American Coot - Fulica americana
American Coot, Nesting - Fulica americana
General Description
A dark henlike bird with a blackish head and neck, slate body (paler in juveniles), and a frontal shield that usually is small and maroon or dark brown (may become bulbous at peak of breeding season; a few have a white frontal shield); undertail coverts white on the sides, black in the middle; white trailing edge on wings; whitish bill; large feet with lobed toes (NGS 1983). An awkward and often clumsy flier, the coot requires long running takeoffs across the water's surface to become airborne (Brisbin and Mowbray. The Birds of North America, No. 697, 2002).
Diagnostic Characteristics
Differs from gallinules in having lobed toes and lacking red on the bill; lacks the white line on the sides of the common moorhen. differs from caribbean coot in having a smaller forehead shield that is reddish-brown instead of white or white tinged with yellow (some american coots have an extensively white forehead shield). differs from eurasian coot in being slightly smaller and paler and having the undertail coverts black and white rather than all black; also the forehead shield is reddish-brown forehead shield instead of all white.
Distribution
Montana Range
Migration
Bozeman migr: 3/28-6/1 & 9/5-11/25; peak on 4/25 & 10/1 (Skaar 1969). State peaks 3rd wk April & 3rd wk September (Davis 1961).
Habitat
Summer birds prefer marshy borders of ponds (Skaar 1969). This coot may be found in almost any of a broad variety of wetlands, including freshwater lakes, ponds, marshes, roadside ditches, and industrial-waste impoundments, as well as in coastal marine habitats. Two features generally characterize all bodies of water where coots breed: (1) heavy stands of emergent aquatic vegetation along at least some portion of the shoreline and (2) as least some depth of standing water within those stands of vegetation (Brisbin and Mowbray 2002).
Food Habits
The coot will consume grains, grasses, and agricultural crops on land; however, it generally forages in or under water, where it is almost exclusively and herbivore (Brisbin and Mowbray 2002).
Ecology
40,000 seen at Bowdoin in fall, 1956 (Davis 1961). Not seen in Bozeman area in 1888-1890. Its increase in numbers may be due to construction of reservoirs (Skaar 1969).

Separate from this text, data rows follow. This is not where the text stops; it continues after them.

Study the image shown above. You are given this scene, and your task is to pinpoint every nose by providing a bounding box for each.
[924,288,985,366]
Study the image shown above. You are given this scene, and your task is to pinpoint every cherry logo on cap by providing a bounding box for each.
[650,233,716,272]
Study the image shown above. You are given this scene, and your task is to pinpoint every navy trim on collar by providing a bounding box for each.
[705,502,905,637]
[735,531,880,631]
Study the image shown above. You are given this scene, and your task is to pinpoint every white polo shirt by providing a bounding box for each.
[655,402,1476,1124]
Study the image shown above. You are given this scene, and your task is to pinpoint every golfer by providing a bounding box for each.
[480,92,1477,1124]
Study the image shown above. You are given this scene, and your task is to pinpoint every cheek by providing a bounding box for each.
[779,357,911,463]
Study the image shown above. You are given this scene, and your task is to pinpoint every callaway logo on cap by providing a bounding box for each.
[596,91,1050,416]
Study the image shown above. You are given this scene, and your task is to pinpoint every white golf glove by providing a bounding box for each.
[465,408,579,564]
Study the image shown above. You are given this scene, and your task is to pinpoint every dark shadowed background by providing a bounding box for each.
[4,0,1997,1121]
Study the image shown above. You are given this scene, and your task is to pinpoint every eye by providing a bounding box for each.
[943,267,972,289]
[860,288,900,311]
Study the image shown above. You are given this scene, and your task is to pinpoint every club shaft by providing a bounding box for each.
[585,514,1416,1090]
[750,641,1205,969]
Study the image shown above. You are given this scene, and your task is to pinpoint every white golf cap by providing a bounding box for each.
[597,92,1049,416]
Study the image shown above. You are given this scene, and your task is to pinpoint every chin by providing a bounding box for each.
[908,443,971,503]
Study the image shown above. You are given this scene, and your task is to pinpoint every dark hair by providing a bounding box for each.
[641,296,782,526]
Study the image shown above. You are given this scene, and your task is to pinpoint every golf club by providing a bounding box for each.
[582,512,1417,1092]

Reproductive Characteristics
Nests are built over water on floating platforms and almost always associated with dense stands of living or dead emergent vegetation. Subelliptical eggs in various shades of ground color. Clutch size ranges 8 - 12 eggs (Brisbin and Mowbray 2002). Near Fortine, egg dates range from 5/17-7/1. Earliest brood observed was 5/17.